Ce n'est pas une crise de la représentativité, c'est une crise des représentations. Révolte contre la réforme des retraites, marches pour le climat, gilets jaunes, censures de l'Assemblée nationale, les 10 et 18 septembre 2025, tous exsudent une incapacité similaire, celle de représenter un ensemble informel. Des masses émergent spontanément de la convergence autour d'une cause commune, qu'elle soit origine d'un mal qui affecte chacun d'une manière particulière ou inversement qui mobilise des corps hétérogènes vers un bien commun qui profite à tous particulièrement. Elles impressionnent ces manifestations de part leurs intempestivités, leurs jaillissements brusques du silence, c'est leur puissance numérique qui est tue. La faute à un défaut de représentation.

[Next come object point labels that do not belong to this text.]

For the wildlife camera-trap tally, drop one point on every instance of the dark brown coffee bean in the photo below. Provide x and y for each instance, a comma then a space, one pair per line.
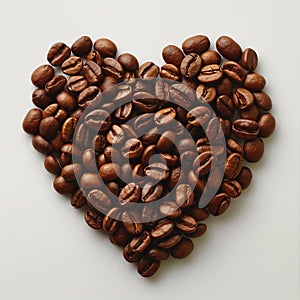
41, 145
245, 129
163, 229
110, 222
128, 62
249, 59
243, 99
58, 53
229, 48
93, 219
263, 101
219, 204
254, 150
208, 94
254, 82
210, 57
191, 65
72, 65
64, 187
196, 44
32, 120
106, 47
147, 267
225, 106
210, 73
172, 55
234, 71
233, 165
148, 71
82, 46
232, 188
245, 177
66, 101
183, 249
157, 171
266, 125
169, 71
78, 199
42, 75
98, 200
51, 165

Sans porte-parole, pas de paroles, ce qui ne veut pas dire absence de paroles, ou que le discours est abstrus et incohérent; cela ne suffit pas pour ignorer ou minorer les phénomènes. Ce mépris n'engendrera qu'une frustration, un dégoût s'en allant alimenter un ressentiment qui tendra à polariser radicalement dans l'attente d'être considéré. La représentation fidèle de groupe qui n'ont pas forcément la conscience d'en constituer un est un axe qui résoudra nombre de blocage actuel; de coaliser des cas isolés en groupe d'intérêts. Il faut instaurer des outils intellectuels, juridiques, et de gouvernances inédits pour rendre possible l'articulation d'une parole fidèle à l'esprit d'une foule, et apte à être reconnue, acceptée, et respectée par celles et ceux à qui elle s'adresse. Cela implique de comprendre à l'intérieur de ces groupes les situations individuelles, de réinstaurer l'espace de l'échange qui peut être non-verbal et informel, le temps de l'écoute et du partage bref, de retrouver les voix de la communication, ce dont nous avons perdu l'habitude.

Les enjeux de la politique n'ont jamais été autre que de savoir qui parle à qui au nom de qui, d'où et pour quoi. Alors s'articule un comment, autour d'un commun.